Kıbrıslı Rum İşverenler ve Sendikalar Sektörel Toplu Sözleşme İmzalarken, Sendikalaşmaya Karşı olmak!
Bugün Ada’nın güneyinde turizm sektörüne yönelik toplu sözleşme imzalandı.
Turizm Bakanı “2 milyon turist 2 milyar dolar gelir” açıklaması yaparken, Otelciler Birliği ekonominin motorunu oluşturan turizm sektörüne yönelik “mega projelere” referans verip, kitle turizmi dışındaki tüm modellere yol verirken, işin emek tarafını da konuşalım mı?
Yerli istihdam konusuna dahi girmeyeceğim.
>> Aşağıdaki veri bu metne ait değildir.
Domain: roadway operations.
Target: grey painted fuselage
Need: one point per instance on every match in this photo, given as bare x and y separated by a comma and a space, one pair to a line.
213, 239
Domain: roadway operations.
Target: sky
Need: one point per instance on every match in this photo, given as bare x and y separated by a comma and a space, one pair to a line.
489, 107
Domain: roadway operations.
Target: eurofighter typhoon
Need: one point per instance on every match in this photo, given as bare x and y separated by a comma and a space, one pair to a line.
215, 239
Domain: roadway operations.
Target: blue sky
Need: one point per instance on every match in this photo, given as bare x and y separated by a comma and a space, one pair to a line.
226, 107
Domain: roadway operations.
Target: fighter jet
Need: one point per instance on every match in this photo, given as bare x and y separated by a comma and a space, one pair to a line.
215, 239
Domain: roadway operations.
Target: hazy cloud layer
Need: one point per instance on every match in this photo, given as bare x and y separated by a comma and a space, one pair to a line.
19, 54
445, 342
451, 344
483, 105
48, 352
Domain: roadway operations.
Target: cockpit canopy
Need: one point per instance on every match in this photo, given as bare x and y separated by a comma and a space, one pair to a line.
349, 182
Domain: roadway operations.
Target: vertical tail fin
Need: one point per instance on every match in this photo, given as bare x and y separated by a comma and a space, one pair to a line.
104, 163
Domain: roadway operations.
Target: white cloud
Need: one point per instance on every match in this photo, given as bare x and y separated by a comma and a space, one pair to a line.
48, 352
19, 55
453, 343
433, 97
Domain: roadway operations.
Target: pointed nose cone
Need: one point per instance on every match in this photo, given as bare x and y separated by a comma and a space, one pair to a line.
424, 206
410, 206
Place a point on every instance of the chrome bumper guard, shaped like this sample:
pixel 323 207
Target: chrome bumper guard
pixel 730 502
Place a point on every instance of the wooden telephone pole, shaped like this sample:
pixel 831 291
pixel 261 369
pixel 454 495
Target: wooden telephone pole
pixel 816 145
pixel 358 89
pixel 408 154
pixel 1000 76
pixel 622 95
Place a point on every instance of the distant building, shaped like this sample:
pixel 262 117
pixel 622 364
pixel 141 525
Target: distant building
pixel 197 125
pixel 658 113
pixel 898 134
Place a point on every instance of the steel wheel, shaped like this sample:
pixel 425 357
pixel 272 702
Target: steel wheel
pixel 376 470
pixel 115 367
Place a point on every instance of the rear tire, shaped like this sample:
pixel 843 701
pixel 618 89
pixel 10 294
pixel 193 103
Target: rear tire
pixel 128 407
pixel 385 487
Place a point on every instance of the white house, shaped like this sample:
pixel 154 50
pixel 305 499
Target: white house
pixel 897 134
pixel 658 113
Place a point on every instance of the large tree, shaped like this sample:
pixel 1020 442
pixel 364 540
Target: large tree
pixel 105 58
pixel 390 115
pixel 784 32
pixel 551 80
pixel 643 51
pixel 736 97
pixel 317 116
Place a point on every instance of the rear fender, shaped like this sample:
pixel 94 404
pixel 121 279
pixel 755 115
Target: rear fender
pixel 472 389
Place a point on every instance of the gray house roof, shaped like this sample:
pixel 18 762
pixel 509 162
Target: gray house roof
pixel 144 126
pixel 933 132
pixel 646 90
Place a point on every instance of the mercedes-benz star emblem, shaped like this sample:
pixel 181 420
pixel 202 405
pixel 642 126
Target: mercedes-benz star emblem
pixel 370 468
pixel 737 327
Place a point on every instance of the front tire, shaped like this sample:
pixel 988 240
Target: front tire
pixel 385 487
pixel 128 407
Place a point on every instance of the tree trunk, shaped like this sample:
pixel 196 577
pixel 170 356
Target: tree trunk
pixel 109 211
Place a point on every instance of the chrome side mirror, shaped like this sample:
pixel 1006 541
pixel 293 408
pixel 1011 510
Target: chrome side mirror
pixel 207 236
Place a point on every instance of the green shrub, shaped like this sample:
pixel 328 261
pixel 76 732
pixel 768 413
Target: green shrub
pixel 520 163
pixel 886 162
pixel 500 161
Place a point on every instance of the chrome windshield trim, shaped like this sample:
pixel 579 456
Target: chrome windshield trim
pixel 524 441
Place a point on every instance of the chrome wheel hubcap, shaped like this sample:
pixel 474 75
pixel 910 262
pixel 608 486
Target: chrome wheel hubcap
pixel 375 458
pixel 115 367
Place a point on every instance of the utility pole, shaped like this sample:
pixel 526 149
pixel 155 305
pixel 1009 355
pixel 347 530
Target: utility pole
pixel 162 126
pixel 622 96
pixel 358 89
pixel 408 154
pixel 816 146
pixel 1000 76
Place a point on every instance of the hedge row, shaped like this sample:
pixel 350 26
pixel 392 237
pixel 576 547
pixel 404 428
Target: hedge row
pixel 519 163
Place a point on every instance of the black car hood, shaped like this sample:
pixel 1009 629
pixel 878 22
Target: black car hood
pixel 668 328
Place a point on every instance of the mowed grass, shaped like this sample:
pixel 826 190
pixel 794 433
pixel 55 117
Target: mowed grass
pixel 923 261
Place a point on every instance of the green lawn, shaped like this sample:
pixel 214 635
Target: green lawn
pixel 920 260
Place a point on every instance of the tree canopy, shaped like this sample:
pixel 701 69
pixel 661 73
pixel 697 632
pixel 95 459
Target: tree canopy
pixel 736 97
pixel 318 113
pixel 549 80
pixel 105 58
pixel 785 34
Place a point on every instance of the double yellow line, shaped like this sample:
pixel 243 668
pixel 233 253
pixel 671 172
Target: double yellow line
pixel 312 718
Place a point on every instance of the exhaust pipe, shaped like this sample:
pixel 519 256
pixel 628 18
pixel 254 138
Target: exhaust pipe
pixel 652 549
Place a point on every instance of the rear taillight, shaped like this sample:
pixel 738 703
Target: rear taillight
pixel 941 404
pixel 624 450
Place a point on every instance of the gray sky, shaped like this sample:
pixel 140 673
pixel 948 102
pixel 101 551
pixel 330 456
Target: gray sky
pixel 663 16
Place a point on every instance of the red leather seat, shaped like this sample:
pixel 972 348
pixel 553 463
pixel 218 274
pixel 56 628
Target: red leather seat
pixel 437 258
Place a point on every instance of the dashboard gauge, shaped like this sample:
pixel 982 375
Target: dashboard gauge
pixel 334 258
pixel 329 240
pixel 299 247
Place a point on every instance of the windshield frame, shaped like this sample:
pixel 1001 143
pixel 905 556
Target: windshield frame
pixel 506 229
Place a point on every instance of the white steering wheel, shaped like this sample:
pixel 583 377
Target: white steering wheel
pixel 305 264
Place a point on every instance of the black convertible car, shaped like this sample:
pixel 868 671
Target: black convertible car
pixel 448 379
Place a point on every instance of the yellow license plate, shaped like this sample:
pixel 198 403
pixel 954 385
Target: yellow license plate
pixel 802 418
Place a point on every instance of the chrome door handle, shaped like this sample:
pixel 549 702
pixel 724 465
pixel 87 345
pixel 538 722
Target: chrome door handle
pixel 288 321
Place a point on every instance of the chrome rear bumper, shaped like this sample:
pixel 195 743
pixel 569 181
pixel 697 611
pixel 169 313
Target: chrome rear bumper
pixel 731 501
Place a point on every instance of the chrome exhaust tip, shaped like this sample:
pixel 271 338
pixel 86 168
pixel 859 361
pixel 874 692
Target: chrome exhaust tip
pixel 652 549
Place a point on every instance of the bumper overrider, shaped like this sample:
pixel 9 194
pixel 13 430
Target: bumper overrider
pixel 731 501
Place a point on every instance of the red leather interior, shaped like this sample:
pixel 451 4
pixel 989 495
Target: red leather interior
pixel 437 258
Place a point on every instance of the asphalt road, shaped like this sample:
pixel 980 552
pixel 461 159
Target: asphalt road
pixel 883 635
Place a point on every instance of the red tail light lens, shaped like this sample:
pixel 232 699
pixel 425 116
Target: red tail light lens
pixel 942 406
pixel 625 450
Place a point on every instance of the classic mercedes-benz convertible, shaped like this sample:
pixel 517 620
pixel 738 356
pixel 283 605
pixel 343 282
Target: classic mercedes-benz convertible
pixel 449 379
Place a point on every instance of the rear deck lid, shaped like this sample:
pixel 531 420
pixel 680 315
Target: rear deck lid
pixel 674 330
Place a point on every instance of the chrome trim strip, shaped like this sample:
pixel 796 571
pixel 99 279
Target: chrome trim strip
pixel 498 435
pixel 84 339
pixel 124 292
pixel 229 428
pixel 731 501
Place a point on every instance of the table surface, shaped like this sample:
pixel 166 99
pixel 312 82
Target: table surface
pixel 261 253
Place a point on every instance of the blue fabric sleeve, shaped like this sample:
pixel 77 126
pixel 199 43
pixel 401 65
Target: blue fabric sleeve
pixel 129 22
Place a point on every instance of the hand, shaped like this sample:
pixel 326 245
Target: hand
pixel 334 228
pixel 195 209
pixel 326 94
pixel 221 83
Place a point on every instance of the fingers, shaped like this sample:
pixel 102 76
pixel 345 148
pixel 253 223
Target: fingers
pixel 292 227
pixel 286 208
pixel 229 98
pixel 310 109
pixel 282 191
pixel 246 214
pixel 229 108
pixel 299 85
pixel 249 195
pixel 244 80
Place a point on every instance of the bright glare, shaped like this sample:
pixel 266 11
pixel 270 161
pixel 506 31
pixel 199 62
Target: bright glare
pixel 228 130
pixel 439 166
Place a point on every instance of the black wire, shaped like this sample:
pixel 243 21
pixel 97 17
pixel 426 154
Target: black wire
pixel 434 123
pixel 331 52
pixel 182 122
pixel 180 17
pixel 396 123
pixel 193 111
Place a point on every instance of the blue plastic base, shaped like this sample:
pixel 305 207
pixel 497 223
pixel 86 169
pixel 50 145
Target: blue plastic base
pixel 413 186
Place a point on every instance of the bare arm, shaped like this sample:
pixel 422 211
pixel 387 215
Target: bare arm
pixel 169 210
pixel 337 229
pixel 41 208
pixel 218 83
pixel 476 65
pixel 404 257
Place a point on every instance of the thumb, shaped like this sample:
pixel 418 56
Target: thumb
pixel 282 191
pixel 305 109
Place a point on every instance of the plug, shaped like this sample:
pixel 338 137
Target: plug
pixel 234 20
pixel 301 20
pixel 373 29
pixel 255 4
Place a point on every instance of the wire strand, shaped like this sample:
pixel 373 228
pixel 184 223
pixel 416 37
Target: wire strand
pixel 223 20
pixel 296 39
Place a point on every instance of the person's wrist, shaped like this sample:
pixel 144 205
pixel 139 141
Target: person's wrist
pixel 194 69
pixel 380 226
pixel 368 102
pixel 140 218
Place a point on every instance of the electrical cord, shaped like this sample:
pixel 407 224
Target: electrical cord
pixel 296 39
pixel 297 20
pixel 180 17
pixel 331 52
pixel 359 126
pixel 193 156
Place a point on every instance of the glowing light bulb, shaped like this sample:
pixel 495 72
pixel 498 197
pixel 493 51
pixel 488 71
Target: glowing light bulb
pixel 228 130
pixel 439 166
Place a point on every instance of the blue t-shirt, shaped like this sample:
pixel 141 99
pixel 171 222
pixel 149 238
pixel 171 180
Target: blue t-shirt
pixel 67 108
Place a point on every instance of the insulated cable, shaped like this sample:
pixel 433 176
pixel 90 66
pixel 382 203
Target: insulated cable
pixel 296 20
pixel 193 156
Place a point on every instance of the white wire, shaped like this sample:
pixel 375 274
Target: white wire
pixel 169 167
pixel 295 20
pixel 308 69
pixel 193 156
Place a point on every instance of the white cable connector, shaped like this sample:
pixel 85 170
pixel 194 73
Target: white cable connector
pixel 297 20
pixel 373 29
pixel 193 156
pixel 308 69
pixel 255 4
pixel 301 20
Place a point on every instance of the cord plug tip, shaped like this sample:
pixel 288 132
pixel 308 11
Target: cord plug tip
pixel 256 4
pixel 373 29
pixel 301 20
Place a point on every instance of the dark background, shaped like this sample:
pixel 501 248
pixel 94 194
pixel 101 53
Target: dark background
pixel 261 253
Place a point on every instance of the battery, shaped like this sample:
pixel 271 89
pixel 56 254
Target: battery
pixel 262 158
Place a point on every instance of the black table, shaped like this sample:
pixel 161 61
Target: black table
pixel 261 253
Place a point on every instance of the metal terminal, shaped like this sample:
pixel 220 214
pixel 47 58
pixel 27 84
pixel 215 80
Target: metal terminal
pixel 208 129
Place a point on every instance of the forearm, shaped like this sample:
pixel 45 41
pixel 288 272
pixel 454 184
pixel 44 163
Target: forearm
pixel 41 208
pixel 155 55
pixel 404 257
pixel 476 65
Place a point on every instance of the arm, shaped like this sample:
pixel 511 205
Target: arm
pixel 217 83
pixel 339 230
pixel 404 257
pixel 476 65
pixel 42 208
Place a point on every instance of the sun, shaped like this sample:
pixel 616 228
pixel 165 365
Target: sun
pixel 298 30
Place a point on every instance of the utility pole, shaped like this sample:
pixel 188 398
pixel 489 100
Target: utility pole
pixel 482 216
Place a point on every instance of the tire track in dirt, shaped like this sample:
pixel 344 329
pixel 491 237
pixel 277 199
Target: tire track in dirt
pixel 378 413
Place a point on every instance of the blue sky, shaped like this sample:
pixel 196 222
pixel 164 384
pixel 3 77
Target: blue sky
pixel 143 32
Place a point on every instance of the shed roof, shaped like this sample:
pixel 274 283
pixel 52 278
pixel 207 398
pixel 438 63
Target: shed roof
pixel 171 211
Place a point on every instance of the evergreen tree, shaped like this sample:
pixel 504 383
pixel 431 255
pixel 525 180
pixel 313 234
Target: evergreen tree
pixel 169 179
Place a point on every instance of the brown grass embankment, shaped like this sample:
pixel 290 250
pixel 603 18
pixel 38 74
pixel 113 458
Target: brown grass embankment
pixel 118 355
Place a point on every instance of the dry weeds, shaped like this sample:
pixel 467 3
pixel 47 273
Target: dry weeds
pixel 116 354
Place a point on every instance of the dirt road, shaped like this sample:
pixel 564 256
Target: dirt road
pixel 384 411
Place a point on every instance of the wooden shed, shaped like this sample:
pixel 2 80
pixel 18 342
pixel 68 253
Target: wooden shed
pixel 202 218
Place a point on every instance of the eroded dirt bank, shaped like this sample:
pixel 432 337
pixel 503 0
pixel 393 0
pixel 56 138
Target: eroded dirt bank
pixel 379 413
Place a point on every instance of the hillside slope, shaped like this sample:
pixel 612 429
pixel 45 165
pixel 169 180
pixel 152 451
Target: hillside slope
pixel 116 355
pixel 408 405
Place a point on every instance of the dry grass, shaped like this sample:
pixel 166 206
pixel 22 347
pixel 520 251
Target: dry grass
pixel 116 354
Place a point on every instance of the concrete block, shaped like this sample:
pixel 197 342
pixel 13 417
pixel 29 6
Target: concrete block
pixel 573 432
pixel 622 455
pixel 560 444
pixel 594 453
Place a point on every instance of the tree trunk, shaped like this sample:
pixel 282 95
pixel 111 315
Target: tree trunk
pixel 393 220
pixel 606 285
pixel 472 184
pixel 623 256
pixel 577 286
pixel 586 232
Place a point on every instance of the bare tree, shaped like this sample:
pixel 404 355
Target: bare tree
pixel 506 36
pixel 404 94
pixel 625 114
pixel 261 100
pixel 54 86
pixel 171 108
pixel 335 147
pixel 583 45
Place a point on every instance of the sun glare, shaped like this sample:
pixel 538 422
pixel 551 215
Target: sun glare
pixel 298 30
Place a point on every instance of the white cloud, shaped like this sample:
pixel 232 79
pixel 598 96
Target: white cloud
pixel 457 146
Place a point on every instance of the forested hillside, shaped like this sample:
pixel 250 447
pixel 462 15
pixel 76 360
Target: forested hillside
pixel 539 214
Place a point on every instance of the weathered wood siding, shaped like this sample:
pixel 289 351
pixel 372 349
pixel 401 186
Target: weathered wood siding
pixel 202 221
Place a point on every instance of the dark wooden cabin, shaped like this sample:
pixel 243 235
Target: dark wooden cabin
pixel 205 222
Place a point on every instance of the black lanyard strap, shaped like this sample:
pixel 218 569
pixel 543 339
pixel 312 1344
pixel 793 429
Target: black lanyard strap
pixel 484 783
Çünkü, emek piyasasındaki koşullara dair anlayışımız o kadar geriden geliyor ki, sorun olarak belirlediğimiz şeyler bile anlamsız kalıyor.
Konuya geçelim…
Kıbrıs Otelciler Birliği, İşverenler Sendikası ve İşçi Sendikaları turizm sektörüne yönelik kolektif anlaşma imzaladılar.
Tek firma yada bir iş veren değil; tüm sektörü kapsayan bir anlaşma imzaladılar.
Anlaşmadan dolayı sağcı sendika SEK başkanı “Sosyal Diyalog Mekanizması”nı övüp; bunun ne kadar avantajlı bir yöntem olduğunu söyledi. Solcu sendika PEO başkanı ise “istediğimiz her şeyi alamadık ancak sektörün emek boyutu ile ilgili radikal bir dönüşüm yakaladık” dedi. Ardından da şöyle ekledi “Otelcilik sektöründeki işçilere yönelik hükümet ve işverenlerle, sektöre dönük kabul edilebilir bir asgari ücret belirledi.”
Sağ ve sol sendikal federasyonlar, hükümet (sağcı DİSİ) ve İşveren örgütü (OEV) arasında Nicosia Hotel’de 2 güne yayılan ve 24 saat süren müzakerelerin ardından işçi tarafının kazanımları sadece kabul edilebilir bir asgari ücret değil aynı zamanda işçilerin haftanın 5 iş günü çalışması, çalışma süresinin 38 saati aşmaması, temel maaş üzerine hayat pahalılığı ödeneği ve ihtiyat sandığı yatırımları da var.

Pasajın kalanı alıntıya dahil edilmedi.